Tutorial - Building an Inverted TF-IDF Index with Core API

In this tutorial we'll cover most of the topics involved in building a batch processing job with Jet's Core API. We'll show you how to decide on processor parallelism, partitioning and forwarding patterns on edges, and how to optimally leverage the Core API to build the vertex logic with minimum boilerplate.

The full code is available at the hazelcast-jet-code-samples repository:

TfIdfJdkStreams.java

TfIdf.java

Our example, the inverted index, is a basic data structure in the domain of full-text search. The goal is to be able to quickly find the documents that contain a given set of search terms, and to sort them by relevance. To understand it we'll need to throw in some terminology...

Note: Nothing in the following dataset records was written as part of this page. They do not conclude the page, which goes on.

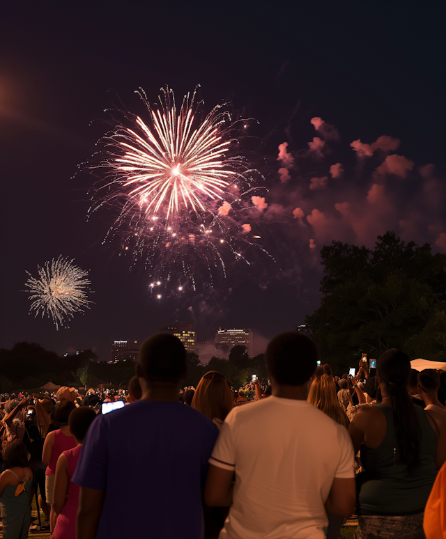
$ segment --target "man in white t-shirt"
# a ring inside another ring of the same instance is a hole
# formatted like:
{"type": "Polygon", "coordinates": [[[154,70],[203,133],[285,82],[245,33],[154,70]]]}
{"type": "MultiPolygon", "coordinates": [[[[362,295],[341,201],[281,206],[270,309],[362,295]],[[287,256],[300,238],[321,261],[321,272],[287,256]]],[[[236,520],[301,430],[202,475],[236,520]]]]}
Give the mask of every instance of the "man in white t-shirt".
{"type": "Polygon", "coordinates": [[[275,337],[266,350],[272,396],[234,408],[223,423],[204,498],[211,507],[231,506],[220,539],[323,539],[327,513],[352,514],[347,430],[305,400],[317,359],[306,335],[275,337]]]}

A document is treated as a list of words that has a unique ID. It is useful to define the notion of a document index which maps each document ID to the list of words it contains. We won't build this index; it's just for the sake of explanation.
The inverted index is the inverse of the document index: it maps each word to the list of documents that contain it. This is the fundamental building block in our search algorithm: it will allow us to find in O(1) time all documents relevant to a search term.
In the inverted index, each entry in the list is assigned a TF-IDF score which quantifies how relevant the document is to the search request.
- Let DF (document frequency) be the length of the list: the number of documents that contain the word.
- Let D be the total number of documents that were indexed.
- IDF (inverse document frequency) is equal to log(D/DF).
- TF (term frequency) is the number of occurrences of the word in the document.
- TF-IDF score is simply the product of TF * IDF.

Note that IDF is a property of the word itself: it quantifies the relevance of each entered word to the search request as a whole. The list of entered words can be perceived as a list of filtering functions that we apply to the full set of documents. A more relevant word will apply a stronger filter. Specifically, common words like "the", "it", "on" act as pure "pass-through" filters and consequently have an IDF of zero, making them completely irrelevant to the search.

TF, on the other hand, is the property of the combination of word and document, and tells us how relevant the document is to the word, regardless of the relevance of the word itself.

When the user enters a search phrase:

each individual term from the phrase is looked up in the inverted index;
an intersection is found of all the lists, resulting in the list of documents that contain all the words;
each document is scored by summing the TF-IDF contributions of each word;
the result list is sorted by score (descending) and presented to the user.

Let's have a look at a specific search phrase:

the man in the black suit murdered the king

The list of documents that contain all the above words is quite long... how do we decide which are the most relevant? The TF-IDF logic will make those stand out that have an above-average occurrence of words that are generally rare across all documents. For example, "murdered" occurs in far fewer documents than "black"... so given two documents where one has the same number of "murdered" as the other one has of "black", the one with "murdered" wins because its word is more salient in general. On the other hand, "suit" and "king" might have a similar IDF, so the document that simply contains more of both wins.

Also note the limitation of this technique: a phrase is treated as just the sum of its parts; a document may contain the exact phrase and this will not affect its score.